From 2018 to 2020, YRD witnesses a modest increase in overall coupling degree, with 68.3% of cities experiencing an upward trend, indicating a growing interdependence between ODIAC-CE and EVCI density. The interdependence increases significantly in both the eastern and southern regions of the YRD. In the years 2018 and 2020, a total of 30 cities, including Shanghai, Nanjing, Suzhou, Hefei, and Jinhua, consistently exhibits a pattern of high or extremely high coupling. Hereafter referred to as Case_C1, it comprises 73.2% of all cities studied. In addition, six cities, including Wuxi and Ningbo, transition from moderate coupling to high or extremely high coupling (Case_C2). Conversely, Ma’anshan exhibits the opposite trend (Case_C3). Huainan, Tongling, and Ningbo consistently remain in a low coupling category (Case_C4) while Huaibei remains in a moderate coupling category (Case_C5).
When categorized by urban scale, both megacity and supercity fall under Case_C1. Among large cities, 64.3% are assigned to Case_C1 while 35.7% are categorized under Case_C2. Within the category of medium-sized cities, a significant 71.4% are designated as Case_C1 while 14.3% fall into Case_C3 and Case_C4, respectively. As for small cities, a substantial 77.8% are classified under Case_C1, 11.1% align with Case_C4, while 5.6% are distributed into Case_C2 and Case_C5, respectively.
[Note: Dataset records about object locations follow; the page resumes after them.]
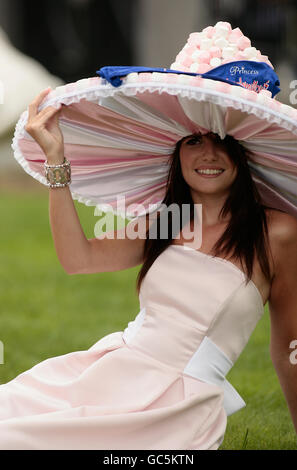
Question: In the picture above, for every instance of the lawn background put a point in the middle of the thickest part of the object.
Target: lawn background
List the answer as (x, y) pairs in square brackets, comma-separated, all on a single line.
[(45, 312)]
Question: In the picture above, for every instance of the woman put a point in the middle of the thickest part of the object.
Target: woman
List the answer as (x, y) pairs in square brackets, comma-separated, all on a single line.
[(59, 404), (162, 382)]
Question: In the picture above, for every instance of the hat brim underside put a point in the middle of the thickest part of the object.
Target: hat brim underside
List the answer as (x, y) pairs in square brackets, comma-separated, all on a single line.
[(120, 140)]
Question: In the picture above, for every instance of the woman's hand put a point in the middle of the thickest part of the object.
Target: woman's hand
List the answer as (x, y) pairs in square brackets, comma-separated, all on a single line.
[(45, 130)]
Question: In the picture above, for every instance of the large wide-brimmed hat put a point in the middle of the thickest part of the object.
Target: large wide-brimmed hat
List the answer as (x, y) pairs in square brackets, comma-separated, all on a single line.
[(121, 126)]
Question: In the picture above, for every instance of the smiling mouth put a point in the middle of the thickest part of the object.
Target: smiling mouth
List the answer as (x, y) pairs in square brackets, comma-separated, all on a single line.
[(209, 173)]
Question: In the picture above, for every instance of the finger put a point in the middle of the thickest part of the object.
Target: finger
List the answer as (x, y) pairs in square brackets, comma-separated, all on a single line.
[(46, 114), (33, 106), (36, 125)]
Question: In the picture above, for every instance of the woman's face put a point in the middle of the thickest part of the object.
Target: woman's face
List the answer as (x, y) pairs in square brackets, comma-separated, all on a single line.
[(204, 153)]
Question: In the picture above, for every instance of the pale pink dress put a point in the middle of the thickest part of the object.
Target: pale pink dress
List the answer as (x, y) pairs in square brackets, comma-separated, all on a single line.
[(160, 383)]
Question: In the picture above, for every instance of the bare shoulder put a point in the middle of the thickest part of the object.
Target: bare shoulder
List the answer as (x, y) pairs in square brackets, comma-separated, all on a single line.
[(282, 227), (282, 230)]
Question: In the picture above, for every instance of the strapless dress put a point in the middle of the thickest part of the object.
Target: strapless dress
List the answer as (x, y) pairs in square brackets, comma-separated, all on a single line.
[(158, 384)]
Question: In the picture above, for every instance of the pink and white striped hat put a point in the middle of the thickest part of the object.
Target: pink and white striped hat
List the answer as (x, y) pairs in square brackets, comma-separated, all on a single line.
[(119, 134)]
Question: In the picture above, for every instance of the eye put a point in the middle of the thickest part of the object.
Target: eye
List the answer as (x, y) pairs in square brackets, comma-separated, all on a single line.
[(195, 139)]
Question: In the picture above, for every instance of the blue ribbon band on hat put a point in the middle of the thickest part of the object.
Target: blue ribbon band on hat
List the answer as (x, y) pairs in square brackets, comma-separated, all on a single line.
[(255, 76)]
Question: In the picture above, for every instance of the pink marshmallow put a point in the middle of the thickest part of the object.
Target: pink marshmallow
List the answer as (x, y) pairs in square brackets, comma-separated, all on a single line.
[(203, 68), (215, 52), (71, 86), (243, 42), (209, 30), (204, 57), (187, 62), (180, 57), (235, 35), (239, 56)]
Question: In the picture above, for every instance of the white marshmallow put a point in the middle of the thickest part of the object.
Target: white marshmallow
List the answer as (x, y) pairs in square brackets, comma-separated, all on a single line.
[(195, 55), (206, 44), (221, 31)]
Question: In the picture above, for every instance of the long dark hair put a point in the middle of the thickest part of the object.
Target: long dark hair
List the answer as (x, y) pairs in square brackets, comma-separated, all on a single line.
[(246, 232)]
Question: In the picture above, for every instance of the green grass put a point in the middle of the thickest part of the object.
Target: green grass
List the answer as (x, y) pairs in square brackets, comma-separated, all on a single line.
[(44, 312)]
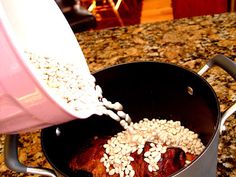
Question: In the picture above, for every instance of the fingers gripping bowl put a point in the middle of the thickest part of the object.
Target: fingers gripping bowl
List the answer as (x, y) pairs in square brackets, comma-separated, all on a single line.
[(146, 89)]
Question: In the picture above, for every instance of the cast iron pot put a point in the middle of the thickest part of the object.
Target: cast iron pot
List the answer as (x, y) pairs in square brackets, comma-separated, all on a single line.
[(146, 89)]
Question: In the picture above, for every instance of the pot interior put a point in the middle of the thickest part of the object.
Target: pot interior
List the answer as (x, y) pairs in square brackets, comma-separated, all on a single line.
[(146, 90)]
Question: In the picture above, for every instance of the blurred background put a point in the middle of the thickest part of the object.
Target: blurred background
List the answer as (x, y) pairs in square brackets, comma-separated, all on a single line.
[(101, 14)]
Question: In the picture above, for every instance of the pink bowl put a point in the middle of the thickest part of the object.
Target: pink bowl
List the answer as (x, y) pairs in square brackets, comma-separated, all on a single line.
[(26, 104)]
The coupling coordination degree (D) plays a pivotal role in assessing balance and alignment between EVCI density and ODIAC-CE, determining how effectively the components work together and whether their interactions are optimized for the system’s efficiency. A high coupling coordination degree suggests that the interdependencies are well-managed and contribute positively to the system’s overall functionality. As shown in Figure 4, there is a notable decreasing trend in D as the hierarchy of urban scales moves down. The D is divided into five levels (see Table 1): extreme imbalance (0.0 < D ≤ 0.2), imbalance (0.2 < D ≤ 0.4), primary coordination (0.4 < D ≤ 0.6), intermediate coordination (0.6 < D ≤ 0.8), and quality coordination (0.8 < D ≤ 1).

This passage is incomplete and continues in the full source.